Die Polizei der Brüsseler Gemeinde Koekelberg hat in der Nacht zum Sonntag rund 30 Aktivisten der so genannten "Indignados" in Gewahrsam genommen. Sie hatten unter freiem Himmel übernachten wollen und ein Angebot, in den Räumen einer naheliegenden Universität zu schlafen, rundweg abgelehnt.

Die "Indignados“, übersetzt die "Empörten“, sind eine Gruppe aus Aktivisten aus ganz Europa, die sich zu Fuß aus Richtung Spanien auf den Weg nach Brüssel gemacht haben, um hier, in der Hauptstadt der Europäischen Union, für eine bessere Weltpolitik zu demonstrieren.

Die Bewegung der "Indignados“ entstand vor einigen Monaten in Spanien (kleines Foto), wo massiv gegen die Sparpolitik der Regierung protestiert wurde.

Die Demonstranten hatten dabei, nach ägyptischem Vorbild, zentrale Plätze in den große Stellen besetzt. Genau, wie in Spanien, wollen diese Aktivisten mit ihrer Bewegung auch bei der EU für ein Umdenken in der Welt- und Wirtschaftspolitik demonstrieren. Diese Woche sollen in Brüssel mehrere Infoveranstaltungen stattfinden und am kommenden Samstag soll es im Brüsseler Europaviertel zu einer großen Demonstration kommen.

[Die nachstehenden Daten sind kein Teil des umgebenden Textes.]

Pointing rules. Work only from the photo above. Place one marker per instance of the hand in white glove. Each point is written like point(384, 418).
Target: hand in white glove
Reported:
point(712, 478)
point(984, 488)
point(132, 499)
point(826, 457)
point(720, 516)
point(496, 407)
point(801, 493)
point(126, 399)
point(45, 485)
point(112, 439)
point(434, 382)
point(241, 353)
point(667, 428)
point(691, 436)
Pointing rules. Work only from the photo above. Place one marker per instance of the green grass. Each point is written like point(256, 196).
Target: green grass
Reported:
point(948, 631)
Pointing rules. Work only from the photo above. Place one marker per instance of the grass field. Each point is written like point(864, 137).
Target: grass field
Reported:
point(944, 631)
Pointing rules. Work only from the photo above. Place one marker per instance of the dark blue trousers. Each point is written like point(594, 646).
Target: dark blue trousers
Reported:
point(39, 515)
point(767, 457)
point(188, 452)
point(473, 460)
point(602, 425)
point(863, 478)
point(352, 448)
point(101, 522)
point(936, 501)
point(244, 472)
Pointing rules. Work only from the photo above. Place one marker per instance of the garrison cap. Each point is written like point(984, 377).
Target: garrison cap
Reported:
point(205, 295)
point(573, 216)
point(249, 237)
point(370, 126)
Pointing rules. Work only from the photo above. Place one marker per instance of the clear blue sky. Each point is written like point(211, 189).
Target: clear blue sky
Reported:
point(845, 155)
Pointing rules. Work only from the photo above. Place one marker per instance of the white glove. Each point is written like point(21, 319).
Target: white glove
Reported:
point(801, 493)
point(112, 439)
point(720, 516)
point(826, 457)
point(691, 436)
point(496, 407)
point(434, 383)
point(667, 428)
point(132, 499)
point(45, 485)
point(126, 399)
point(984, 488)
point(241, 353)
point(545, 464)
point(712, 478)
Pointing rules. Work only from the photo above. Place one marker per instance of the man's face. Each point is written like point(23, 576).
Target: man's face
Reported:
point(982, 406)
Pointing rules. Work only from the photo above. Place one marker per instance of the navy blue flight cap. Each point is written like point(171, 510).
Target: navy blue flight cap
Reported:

Eine große Gruppe von aus Spanien nach Brüssel gewanderten "Indignados“ hatte sich nach ihrer Ankunft in der belgischen Hauptstadt im Elisabethpark in Koekelberg niedergelassen. Der dortige Bürgermeister hatte sie dazu eingeladen, in ein Unigebäude zu ziehen, unter anderem, weil campen in einem Park und unter freiem Himmel in der Öffentlichkeit hier untersagt ist. Doch eine harter Kern von etwa 30 der Aktivisten lehnte dies ab und wurde darauf hin abgeführt.